The Orioles in 1914 were a team in trouble. Their fans were deserting them in droves for the Baltimore Terrapins of the new (and short-lived) Federal League. At one point the Orioles played before an audience of just seventeen people while the Terrapins entertained a full and roaring house across the street. Unable to meet their payroll, the Orioles began selling players. In July of his rookie season, Ruth found himself abruptly dealt to the Boston Red Sox. He hurried north and on the day of his arrival in Boston, July 11, was sent out to pitch, which meant that the first major league game he ever saw was one he played in. He scattered eight hits and won 4–3.
So, just four months after leaving St. Mary’s, without ever having lived independently in the outside world, Babe Ruth was a major league baseball player. During that summer, Ruth frequently ate breakfast at a coffee shop called Lander’s. There he chatted to a pretty waitress named Helen Woodford. One day, if Ruth’s own account is to be believed, he said to her: “How about you and me getting married, hon?” After a few minutes’ reflection she accepted, and they were wed in the fall of 1914. He was nineteen, she was possibly no more than fifteen. It was not a hugely successful pairing. In his autobiography, Ruth got her name wrong.
From the perspective of our own age, it isn’t easy to grasp just how central to American life—how culturally and emotionally dominant and unchallenged and saturating—baseball was in the time of Babe Ruth. It was the nation’s joy and obsession. It was called the National Game, with capital letters. In sporting terms, it was all that much of America thought about for a good part of the year.

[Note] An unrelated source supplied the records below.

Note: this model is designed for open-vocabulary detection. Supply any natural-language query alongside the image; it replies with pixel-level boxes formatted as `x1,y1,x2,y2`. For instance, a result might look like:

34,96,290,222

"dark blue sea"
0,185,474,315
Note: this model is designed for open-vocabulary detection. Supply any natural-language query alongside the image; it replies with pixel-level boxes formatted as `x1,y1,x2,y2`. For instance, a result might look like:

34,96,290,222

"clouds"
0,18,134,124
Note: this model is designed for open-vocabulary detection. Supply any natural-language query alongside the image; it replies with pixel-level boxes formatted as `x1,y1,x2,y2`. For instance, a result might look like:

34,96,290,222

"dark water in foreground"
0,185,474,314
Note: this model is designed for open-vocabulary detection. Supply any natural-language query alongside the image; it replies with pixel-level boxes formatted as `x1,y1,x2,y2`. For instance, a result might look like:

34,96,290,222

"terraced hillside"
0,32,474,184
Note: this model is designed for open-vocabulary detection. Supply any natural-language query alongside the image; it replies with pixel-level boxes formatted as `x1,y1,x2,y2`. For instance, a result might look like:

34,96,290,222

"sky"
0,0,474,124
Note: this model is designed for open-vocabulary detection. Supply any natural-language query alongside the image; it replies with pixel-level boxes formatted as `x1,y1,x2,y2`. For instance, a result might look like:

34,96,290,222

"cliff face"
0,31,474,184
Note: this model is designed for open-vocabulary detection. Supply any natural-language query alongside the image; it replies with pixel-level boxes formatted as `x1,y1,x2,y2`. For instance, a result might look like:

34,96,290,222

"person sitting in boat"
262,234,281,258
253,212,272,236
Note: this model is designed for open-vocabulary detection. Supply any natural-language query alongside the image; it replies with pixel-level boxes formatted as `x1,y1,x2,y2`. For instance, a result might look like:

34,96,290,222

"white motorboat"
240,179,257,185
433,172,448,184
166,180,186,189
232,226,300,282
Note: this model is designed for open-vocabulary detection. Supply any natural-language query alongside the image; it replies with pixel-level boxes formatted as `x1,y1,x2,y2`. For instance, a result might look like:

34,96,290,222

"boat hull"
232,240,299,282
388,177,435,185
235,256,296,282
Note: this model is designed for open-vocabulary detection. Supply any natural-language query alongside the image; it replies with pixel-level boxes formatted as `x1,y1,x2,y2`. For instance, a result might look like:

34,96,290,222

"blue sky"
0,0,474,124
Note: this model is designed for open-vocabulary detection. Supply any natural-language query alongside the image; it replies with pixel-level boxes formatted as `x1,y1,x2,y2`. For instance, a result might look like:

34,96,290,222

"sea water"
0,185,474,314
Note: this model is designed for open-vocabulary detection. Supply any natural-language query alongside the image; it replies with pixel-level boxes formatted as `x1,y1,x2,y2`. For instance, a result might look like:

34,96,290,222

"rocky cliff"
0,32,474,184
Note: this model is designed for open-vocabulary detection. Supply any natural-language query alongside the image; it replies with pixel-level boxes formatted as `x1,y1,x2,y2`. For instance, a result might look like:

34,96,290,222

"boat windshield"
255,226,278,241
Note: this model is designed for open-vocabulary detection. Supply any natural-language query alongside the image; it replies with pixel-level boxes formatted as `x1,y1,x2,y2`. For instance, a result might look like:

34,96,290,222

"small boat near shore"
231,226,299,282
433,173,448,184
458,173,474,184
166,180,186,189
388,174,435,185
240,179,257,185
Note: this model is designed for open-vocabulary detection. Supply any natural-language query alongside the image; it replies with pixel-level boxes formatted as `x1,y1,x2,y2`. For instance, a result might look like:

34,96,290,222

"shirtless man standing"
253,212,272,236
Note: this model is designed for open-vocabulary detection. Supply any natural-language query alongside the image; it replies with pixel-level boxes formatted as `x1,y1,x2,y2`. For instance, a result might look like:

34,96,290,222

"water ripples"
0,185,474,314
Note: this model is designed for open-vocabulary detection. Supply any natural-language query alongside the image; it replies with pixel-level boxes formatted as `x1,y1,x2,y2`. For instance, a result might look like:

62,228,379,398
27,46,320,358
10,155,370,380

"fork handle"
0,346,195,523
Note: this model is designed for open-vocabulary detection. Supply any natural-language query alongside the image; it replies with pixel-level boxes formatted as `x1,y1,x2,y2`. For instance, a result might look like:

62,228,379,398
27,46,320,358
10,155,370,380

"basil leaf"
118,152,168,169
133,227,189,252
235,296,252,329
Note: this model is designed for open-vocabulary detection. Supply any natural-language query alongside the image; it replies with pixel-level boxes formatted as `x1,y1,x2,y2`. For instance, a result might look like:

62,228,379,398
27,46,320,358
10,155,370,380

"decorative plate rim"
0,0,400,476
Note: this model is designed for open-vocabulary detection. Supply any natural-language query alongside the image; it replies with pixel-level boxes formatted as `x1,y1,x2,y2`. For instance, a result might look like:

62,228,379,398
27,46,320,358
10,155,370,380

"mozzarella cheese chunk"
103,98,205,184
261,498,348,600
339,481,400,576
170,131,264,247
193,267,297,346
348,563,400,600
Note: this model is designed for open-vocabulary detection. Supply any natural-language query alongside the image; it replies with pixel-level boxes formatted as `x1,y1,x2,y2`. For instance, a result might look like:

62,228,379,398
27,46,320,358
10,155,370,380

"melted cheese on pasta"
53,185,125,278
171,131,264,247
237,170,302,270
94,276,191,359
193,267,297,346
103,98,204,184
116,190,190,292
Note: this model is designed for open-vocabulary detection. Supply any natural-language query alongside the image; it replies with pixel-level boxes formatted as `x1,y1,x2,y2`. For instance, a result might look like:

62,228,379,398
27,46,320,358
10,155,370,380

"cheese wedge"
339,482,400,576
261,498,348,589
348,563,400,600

For big events like the World Series, newspapers in every major city erected giant scoreboards outside their offices, and these unfailingly attracted large crowds. In many cities, impresarios hired theaters or other grand spaces (Madison Square Garden, for instance) to provide paying audiences with simulated games. One version employed a large diagram of a baseball diamond with colored lights to show balls, strikes, and outs, bells for hits, and white footprints tracing a path around the base paths. An announcer on the stage would relate—and sometimes creatively embellish—developments on a distant playing field from fragmentary information supplied by ticker tape while the scoreboard lit up, clanged, and traced footsteps in support. Another system used live boys, each representing a real player, who took up positions on a baseball field on the stage, where they pitched, batted, and fielded an imaginary ball and ran from base to base as distant reality required. As one observer marveled, no crowds in ballparks were “more loudly appreciative of every fine play than those millions jammed into the various halls or thronging the streets in front of newspaper offices.”